Monthly Archives of: July 2009


Dear self: you’re an idiot

Leave a reply

(Also known as: I use sentence case in titles because I don’t always know what to title in title case, what’s it to you?)

I’m pretty sure everyone who writes or creates – or thinks they’re way more awesome than other people do – spends a bunch of time wallowing around in their own head. According to my mum, I gave up sleeping at age five to free up more me-time. She’s always thought I spent my nights going over the events of the day, little brain tick-tick-ticking back over the contents of my sandpit or the Barbies I made my brother play.

Fuck that noise, I couldn’t have cared less about my day: I was preoccupied with working out the mechanics of my future life as a Lost Boy, or making sure I was prepared in case I happened to wake up with a tail or be captured by pirates. I’ve always enjoyed walks and bedtime and showers as opportunities to hang out inside my own head. Reality, like stinky cheese and early nights, is something I only developed an appreciation for as an adult.
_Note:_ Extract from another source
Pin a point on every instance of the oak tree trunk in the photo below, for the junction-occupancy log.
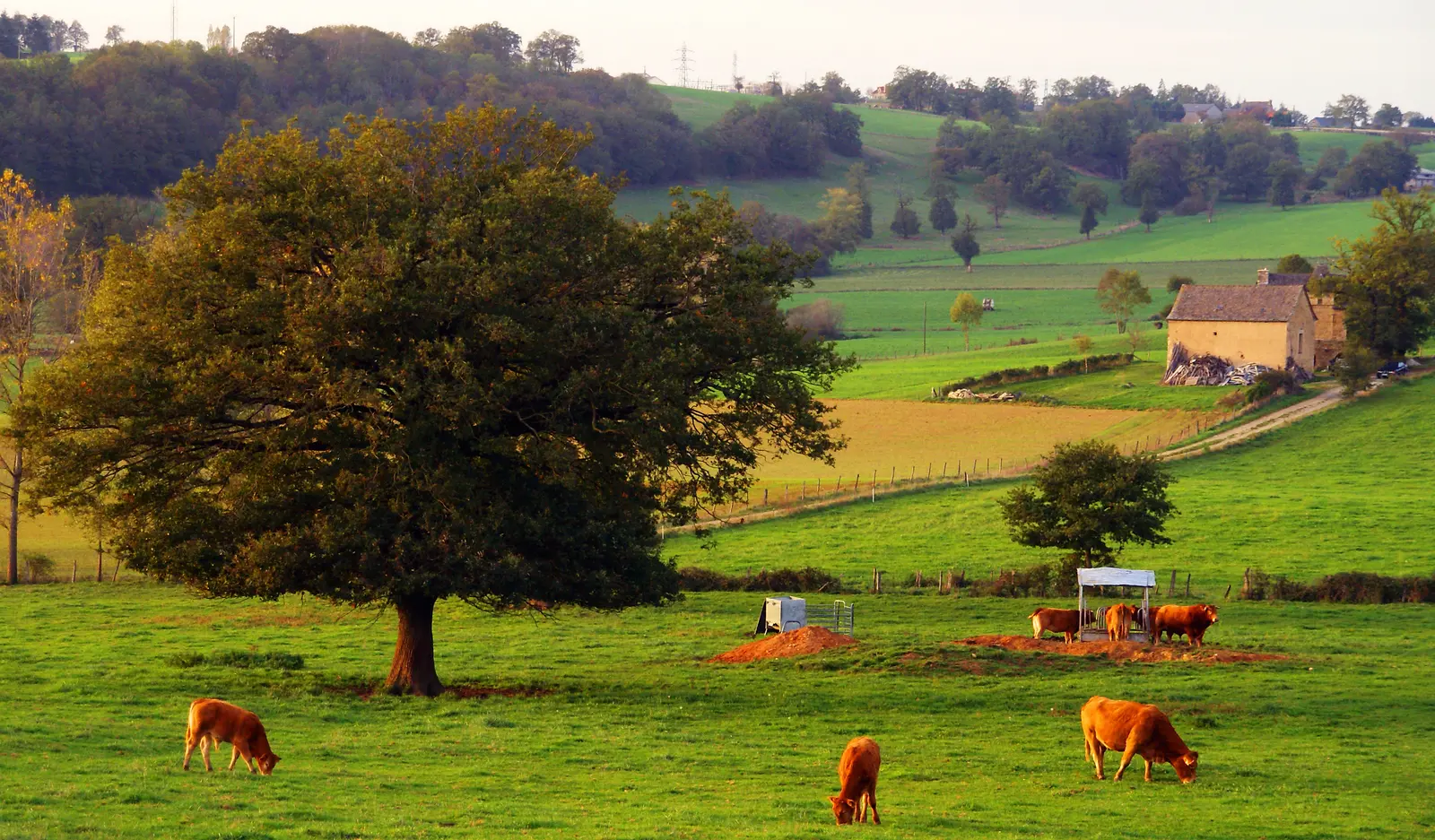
(413, 670)
(14, 518)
But man, sometimes I have to stop thinking. I have to stop thinking about blogging, because… well, hi. Trying to be clever just isn’t. I want to punch myself in the face right now. And yet, I can’t seem to stop myself, much like I can’t seem to stop over-analysing everything I think is wrong with my novel.
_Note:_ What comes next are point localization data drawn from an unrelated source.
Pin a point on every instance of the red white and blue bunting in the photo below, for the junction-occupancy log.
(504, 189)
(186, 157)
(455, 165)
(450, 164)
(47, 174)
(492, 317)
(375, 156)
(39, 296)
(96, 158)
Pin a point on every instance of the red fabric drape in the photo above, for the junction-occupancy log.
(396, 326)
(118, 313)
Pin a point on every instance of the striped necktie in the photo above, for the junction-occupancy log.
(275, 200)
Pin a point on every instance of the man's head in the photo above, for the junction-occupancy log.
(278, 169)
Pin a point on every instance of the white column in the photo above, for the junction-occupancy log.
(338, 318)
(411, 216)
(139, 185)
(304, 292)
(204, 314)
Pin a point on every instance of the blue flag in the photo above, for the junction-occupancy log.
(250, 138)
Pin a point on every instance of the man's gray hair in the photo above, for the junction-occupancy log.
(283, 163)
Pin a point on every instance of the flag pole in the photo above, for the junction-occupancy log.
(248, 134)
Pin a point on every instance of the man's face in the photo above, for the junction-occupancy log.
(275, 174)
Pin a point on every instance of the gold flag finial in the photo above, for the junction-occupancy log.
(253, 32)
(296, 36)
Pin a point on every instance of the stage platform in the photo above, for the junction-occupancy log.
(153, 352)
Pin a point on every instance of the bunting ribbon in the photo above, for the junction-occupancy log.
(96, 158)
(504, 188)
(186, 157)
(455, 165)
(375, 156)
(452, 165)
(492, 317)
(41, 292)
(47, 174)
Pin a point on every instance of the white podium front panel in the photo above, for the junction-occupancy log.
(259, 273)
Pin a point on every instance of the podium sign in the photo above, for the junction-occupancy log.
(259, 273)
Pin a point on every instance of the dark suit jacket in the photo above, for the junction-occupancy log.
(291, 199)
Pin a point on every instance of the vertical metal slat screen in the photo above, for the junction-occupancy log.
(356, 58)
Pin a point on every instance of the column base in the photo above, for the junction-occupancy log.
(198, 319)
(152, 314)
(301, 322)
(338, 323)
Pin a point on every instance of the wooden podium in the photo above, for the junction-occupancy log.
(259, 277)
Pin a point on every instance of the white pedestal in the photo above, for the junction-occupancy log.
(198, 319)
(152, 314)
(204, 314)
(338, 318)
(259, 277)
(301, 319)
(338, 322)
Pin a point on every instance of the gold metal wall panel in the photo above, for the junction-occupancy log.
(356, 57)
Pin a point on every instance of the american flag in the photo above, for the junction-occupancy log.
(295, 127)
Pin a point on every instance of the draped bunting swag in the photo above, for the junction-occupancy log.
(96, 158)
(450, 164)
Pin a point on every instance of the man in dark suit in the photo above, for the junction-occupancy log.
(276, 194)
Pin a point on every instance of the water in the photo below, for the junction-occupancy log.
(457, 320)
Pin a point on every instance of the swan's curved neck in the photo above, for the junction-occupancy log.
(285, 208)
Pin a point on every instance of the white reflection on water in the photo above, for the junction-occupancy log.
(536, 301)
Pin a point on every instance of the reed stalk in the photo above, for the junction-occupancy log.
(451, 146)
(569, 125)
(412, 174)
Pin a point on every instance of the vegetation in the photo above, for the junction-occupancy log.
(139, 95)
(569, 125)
Last night, after days of bitching and moaning to anyone who’d listen, pages of red pen flow diagrams packed with aggressively-punctuated URGENT CAPS!!, and a constant state of near-hysteria that I’m pretty sure has actually raised my metabolism, I re-wrote all my scene summaries from my first draft. I got myself so worked up about my story structure it took me DAYS to think of this. I’m so obsessed with everything that’s wrong or not perfect or de-scopes my future fanfic writers, I somehow forgot I already have a freaking story. I’m not fixing this plot in a vacuum: I have 320 pages of it sitting beside my bed.

A couple of hours and a glass of wine later, I had an updated outline from those scene summaries, and my red pen could go to work IN CONTEXT. The shortest distance between two points is to stop being a motherfucking idiot. Occam and/or his razor might also have some shit to say. I get so buried under the big picture and the end result and my insecurities and what-ifs and views on Zac Efron’s haircut that I lose my grip on my story. It all seems too big to fix and too terrible to bother.

Dear self: Relax. Stay small. Find the next step and take it. Zac Efron probably knows what he’s doing – trust that you do too.

And then I spend the morning reading Agents’ and industry blogs and think it might be more fun to die in a fire than finish this thing and have to do something with it anyway.


Hey there drawing board, what up?

Leave a reply

My first two weeks of editing have produced a collection of red margin-doodles and a stunner of a tension headache. Talking to Heidi, I think I’m jumping the gun. I’m trying to get in and tackle the meat of the scenes I know need to change, but I haven’t properly figured out what they’re changing to. It might be time to back up the truck and lock down who these people are and what, exactly, they’re all trying to do. Maybe make my outline match the story again, so I can look at the structure and actually see the wood for the trees.
In the meantime, my One Tree Hill marathon continues apace. Dan’s good! Dan’s bad! Dan’s murdered his brother! But he feels kind of bad about it! I woke up one morning and Lucas’s douchebaggy Squint of Faux-Sincerity had gone from making me slightly uncomfortable (at best) to making me sort of wish CMM was aiming it at me. Which basically means the end is motherfucking nigh, as far as I can tell.
Last night Peyton declared her love (again) and Luke rejected her (again) for no logical reason other than Mark Schwahn needs to get another 18 episodes’ mileage out of their pain or he’d have to think up another reason for their lives to suck. And since between them they already have 400 dead parents (Peyton has TWO dead mothers!), a stalker and a heart condition, there’s not a lot left on the table. GOD, this is quality programming! Swear to God, when I run out of episodes, I’m going to cry myself to sleep for a WEEK. The scene where Dan gets drunk and sets Keith’s grave on fire redefined awesome. Like, in the freaking dictionary. Go ahead, look it up.